Esa terminación también puede ser para indicar el tipo de encapsulado (DIP, SOIC, etc.), su rango de temperaturas (comercial, industrial o militar), o el tipo de distribución (en reel, tubo...). Un ejemplo: http://www.farnell.com/datasheets/87988.pdf


----------



## Chico3001 (Mar 4, 2011)

snakewather dijo:


> hola @chico3001 como supiste eso de la terminacion A,G etc... hay una tabla que indique que significan esas terminaciones en los integrados por que la verdad, sabia que se trataba de un modelo mejorado pero siempre estube con la idea de que esas letras eran del num serie o algo parecido.
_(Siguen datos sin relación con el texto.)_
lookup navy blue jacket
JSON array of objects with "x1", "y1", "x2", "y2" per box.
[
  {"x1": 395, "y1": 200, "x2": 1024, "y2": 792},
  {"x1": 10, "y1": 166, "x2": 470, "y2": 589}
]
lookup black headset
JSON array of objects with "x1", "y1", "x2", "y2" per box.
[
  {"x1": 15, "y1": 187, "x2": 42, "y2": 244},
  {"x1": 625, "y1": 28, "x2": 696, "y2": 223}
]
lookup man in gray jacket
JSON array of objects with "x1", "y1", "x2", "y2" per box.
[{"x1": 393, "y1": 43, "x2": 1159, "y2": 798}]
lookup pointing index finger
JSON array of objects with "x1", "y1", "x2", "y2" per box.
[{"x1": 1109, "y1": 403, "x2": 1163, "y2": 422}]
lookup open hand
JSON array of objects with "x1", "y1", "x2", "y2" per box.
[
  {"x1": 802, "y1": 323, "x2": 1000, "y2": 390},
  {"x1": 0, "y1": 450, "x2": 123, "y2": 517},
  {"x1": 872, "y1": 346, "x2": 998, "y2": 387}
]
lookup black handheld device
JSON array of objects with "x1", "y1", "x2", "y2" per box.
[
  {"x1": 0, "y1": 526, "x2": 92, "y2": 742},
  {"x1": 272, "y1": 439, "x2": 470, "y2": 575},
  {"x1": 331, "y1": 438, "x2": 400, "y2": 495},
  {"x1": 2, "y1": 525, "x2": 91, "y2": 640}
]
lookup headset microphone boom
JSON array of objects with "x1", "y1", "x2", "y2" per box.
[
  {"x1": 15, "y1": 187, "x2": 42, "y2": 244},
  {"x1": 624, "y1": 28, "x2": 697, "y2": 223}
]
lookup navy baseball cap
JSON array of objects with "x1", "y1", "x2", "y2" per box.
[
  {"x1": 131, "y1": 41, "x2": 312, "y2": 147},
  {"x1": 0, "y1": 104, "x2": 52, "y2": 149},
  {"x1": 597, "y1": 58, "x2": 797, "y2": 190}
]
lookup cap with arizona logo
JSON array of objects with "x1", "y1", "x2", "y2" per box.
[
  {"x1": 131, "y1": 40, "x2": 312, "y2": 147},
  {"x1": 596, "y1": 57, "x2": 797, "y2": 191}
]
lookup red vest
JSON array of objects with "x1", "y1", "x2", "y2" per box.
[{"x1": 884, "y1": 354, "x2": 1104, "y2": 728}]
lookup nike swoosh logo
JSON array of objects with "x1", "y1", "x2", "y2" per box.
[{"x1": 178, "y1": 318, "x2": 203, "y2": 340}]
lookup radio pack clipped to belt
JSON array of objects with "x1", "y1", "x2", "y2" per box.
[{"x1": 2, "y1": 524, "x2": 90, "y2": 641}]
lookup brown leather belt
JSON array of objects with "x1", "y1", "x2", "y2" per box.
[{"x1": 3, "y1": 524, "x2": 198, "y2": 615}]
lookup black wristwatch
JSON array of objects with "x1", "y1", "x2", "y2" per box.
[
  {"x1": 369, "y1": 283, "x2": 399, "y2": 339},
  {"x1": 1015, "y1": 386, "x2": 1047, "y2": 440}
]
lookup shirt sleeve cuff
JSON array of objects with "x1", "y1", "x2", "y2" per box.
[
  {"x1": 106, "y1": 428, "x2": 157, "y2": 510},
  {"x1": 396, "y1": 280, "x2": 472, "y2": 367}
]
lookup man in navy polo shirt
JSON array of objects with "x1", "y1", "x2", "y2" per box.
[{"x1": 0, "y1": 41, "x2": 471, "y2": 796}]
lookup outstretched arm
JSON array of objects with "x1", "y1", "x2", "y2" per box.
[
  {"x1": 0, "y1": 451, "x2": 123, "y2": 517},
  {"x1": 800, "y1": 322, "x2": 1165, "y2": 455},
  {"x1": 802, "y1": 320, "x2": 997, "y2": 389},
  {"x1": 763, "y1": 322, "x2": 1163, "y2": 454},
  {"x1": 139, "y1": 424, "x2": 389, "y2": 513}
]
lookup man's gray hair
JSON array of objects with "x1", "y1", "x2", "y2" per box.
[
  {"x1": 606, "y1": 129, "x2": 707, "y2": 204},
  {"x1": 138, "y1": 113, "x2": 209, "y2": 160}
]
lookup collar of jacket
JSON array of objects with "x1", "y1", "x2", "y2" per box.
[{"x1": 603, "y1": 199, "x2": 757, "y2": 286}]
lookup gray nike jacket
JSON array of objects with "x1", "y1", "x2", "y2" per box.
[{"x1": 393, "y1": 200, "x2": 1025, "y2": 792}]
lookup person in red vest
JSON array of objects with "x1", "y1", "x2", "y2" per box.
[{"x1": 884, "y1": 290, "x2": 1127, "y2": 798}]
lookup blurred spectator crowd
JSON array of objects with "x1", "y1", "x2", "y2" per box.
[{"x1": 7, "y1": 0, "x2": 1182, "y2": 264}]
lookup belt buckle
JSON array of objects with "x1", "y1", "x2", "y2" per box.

Desafortunadamente cada fabricante cuenta con sus propias nomenclaturas... asi que no existe una tabla generica, pero algunos fabricantes ponen en las partes finales de sus datasheets los codigos para generar los numeros de parte (ordering code), por ejemplo en las paginas 207 y 225 de este manual de microchip

En mi caso personal es la experiencia, trabaje 3 años como ingeniero de aplicaciones de campo para Arrow Electronics en Mexico, y constantemente me llegaban solicitudes para generar numeros de reemplazo de circuitos integrados


----------



## snakewather (Mar 4, 2011)

Ok pense que habia una nomeclatura ya establecida, y eso que soy  ingeniero y nunca me habia percatado de esto hora si que todos se  aprende algo nuevo lo tomare en cuenta para los proximos CI a utilizar  en mis proyectos.


----------



## Bertifox (Mar 5, 2011)

Gracias electronicos, con todas sus opiones despeje mis dudas, les comento que solo soy programador de computadoras pero el mundillo este de la electronica me fasina desde mucho antes.


----------